1. Click your avatar, then go to Account > Profile.

2. Navigate to Security > Two Factor Authentication.

3. Click Enable two-factor authentication via TOTP.

4. Open your authenticator app and scan the QR code or enter the setup key provided.

5. Enter the six-digit code generated by your authenticator app. Your account will be linked to the app (e.g., Rocket.Chat:<username>)

6. Click Verify to finish the setup.

7. After setup, Rocket.Chat will display backup codes.
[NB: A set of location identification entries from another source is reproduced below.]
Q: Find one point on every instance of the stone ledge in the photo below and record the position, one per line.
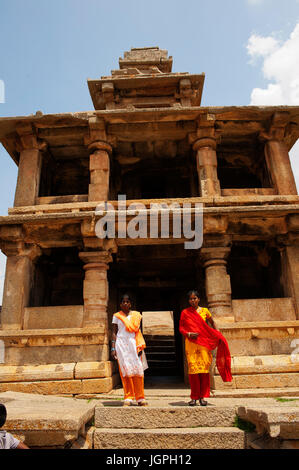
(62, 387)
(54, 337)
(45, 421)
(263, 364)
(255, 381)
(160, 417)
(277, 422)
(80, 370)
(184, 438)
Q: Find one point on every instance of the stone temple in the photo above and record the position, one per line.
(149, 139)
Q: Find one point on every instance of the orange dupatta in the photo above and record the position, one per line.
(133, 326)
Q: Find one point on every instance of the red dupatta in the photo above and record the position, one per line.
(191, 321)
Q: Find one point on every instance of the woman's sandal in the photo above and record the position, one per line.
(143, 403)
(192, 403)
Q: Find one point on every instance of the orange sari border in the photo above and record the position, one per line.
(133, 326)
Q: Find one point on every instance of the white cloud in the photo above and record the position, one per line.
(2, 273)
(280, 66)
(255, 2)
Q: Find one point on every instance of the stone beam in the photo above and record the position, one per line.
(30, 163)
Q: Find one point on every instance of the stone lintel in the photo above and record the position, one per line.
(20, 248)
(215, 255)
(95, 259)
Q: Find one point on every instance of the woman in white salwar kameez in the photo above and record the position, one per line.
(128, 348)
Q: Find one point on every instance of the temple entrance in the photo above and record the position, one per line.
(157, 278)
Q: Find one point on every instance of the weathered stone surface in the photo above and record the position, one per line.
(157, 323)
(267, 380)
(188, 438)
(62, 387)
(45, 421)
(262, 364)
(267, 309)
(100, 385)
(53, 355)
(162, 417)
(277, 421)
(89, 370)
(45, 388)
(253, 347)
(31, 373)
(69, 316)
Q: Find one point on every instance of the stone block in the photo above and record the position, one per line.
(99, 161)
(263, 364)
(43, 421)
(220, 385)
(267, 380)
(188, 438)
(70, 316)
(157, 323)
(45, 387)
(264, 310)
(97, 193)
(250, 347)
(162, 417)
(56, 354)
(103, 385)
(283, 345)
(90, 370)
(36, 372)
Store these codes securely because they can be used to regain access if you lose your authenticator device.

Once setup is complete, you will be prompted to enter a TOTP code during login or when performing sensitive actions, depending on your workspace settings.

Enable 2FA via email

This method sends temporary verification codes to your registered email address.

To enable 2FA via email:

1. Click your avatar, then go to Account > Profile.

2. Navigate to Security > Two Factor Authentication.

3. Click Enable two-factor authentication via Email.

Once enabled, you will need to enter the one-time verification code sent to your email each time you log in or perform sensitive actions.

Disabling 2FA on your account

You can disable 2FA at any time from your account settings.

To disable 2FA via TOTP:

1. Click your avatar, then go to Account > Profile.

2. Navigate to Security > Two Factor Authentication.

3. Click Disable two-factor authentication via TOTP.

4. Enter the six-digit code from your authenticator app and click Verify.

To disable 2FA via Email:

1. Click your avatar, then go to Account > Profile.

2. Navigate to Security > Two Factor Authentication.

3. Click the Disable Two-factor authentication via Email button.

4. Enter the six-digit code sent to your email and click Verify.

Once verification is complete, 2FA will be disabled for your account.

Two-factor authentication helps protect your account from unauthorized access, even when your password is compromised. Choose a method that fits your workflow and ensure your recovery options are safely stored.